Continental glaubt an den Hybridantrieb. Heute schon steht der Innenstadtverkehr rund ein Fünftel der Zeit. Für die Versorgung der Innenstädte und den Personentransport zum Beispiel mit dem Taxi, die beide noch mehr Standzeiten erleben, wirkt sich ein Hybridantrieb sogar noch mehr verbrauchsmindernd aus. Conti spricht von einem Potential von 25 Prozent Minderverbrauch für Hybridfahrzeuge, meint dabei aber nicht die Hybride, die heute über die Straßen rollen, sondern neue Technologien, die mehr noch als heutige auf den Hybridbetrieb hin optimiert sind.

Dr. Karl-Thomas Neumann, Conti-Vorstand, hält es für möglich, mit Hybrid das Preisniveau des Dieselantriebs zu erreichen. Dabei spricht er von Mild Hybrids, also von Fahrzeugen, die die Bremsenergie in Strom für die Batterie umwandeln, aus der er dann fürs Anfahren oder Beschleunigen wieder gezogen werden kann. Neumann sieht in dem Elektromotor des Hybrids einen Ansatz, selbst bei kleinen Motoren auf einen Turbolader zu verzichten, weil der Elektromotor beim Anfahren sofort Drehmoment liefert und beim Beschleunigen unterstützen kann.

Allerdings müsste sich der Fahrer eines solchen Hybrids mit einer niedrigeren Höchstgeschwindigkeit zufrieden geben, weil der kleinere Verbrennungsmotor weniger Leistung für die Strecke zu Verfügung stellt. Taxifahrer und die Fahrer von Auslieferungsfahrzeugen wird das nicht stören. Und für den Rest spekuliert Conti offenbar auf die Geschwindigkeitsbeschränkungen, die in vielen Märkten ja bereits die Regel darstellt.

Conti befasst sich auch mit der Leistungselektronik für den elektrischen Teil des Hybridantriebs und mit dem Batteriemanagement der nächsten Generation der Batterien fürs Hybridfahrzeug: der Lithiuminonen-Batterie.

Ein neues ACC-System misst nicht nur den Abstand zum Vordermann, sondern kann auch bis zum Stillstand abbremsen und anfahren, was das Leben im stockenden Verkehr auf der Autobahn erleichtert. Selbst das deaktivierte ACC mindert aber noch die Gefahr eines Aufpralls auf ein Hindernis. Wird der Sicherheitsabstand zu gering, baut es Bremsdruck auf. Beim Tritt auf das Bremspedal tritt dann sofort die Verzögerung ein. Lässt sich der Unfall dennoch nicht vermeiden, trägt ACC zum optimierten Insassenschutz bei.

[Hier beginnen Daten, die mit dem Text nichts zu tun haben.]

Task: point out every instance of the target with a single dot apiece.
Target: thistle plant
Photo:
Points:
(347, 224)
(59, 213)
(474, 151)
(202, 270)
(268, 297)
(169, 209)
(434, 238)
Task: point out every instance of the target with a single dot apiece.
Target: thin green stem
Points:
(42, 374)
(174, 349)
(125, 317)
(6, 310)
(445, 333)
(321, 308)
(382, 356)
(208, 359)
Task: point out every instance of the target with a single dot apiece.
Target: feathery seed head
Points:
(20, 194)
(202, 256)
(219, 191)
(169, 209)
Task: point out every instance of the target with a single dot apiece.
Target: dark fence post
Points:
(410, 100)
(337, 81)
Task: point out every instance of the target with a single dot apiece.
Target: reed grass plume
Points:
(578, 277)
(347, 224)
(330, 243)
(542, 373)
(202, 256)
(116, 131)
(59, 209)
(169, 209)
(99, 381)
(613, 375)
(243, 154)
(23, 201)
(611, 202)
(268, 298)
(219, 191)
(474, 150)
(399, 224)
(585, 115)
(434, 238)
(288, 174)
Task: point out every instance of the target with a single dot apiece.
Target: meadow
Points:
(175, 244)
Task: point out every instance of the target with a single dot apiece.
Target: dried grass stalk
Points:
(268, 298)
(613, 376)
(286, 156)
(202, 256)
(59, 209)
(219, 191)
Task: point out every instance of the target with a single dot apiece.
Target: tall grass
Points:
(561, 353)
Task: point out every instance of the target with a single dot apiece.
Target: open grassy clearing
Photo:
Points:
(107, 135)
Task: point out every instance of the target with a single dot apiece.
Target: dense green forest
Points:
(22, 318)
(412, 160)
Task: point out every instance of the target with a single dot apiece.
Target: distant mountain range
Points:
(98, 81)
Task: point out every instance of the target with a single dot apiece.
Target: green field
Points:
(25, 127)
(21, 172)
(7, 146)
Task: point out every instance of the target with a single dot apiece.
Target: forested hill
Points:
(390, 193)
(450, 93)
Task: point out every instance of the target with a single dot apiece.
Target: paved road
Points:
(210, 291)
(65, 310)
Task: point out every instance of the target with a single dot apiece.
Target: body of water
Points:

Das kameragestützte Lane Departure Warning (LDW) schützt vor ungewolltem Verlassen der eigenen Fahrspur. In Zukunft könnte dieses System aber auch zur Erkennung von Verkehrszeichen beitragen und den Fahrer darauf hinweisen. Das ACC könnte per Bremseingriff sogar dafür sorgen, dass Geschwindigkeitsbeschränkungen eingehalten werden. Auch das automatische Einschalten des Fernlichts in allen Situationen, in denen das möglich ist, lässt sich mit solchen Kamerasensoren darstellen.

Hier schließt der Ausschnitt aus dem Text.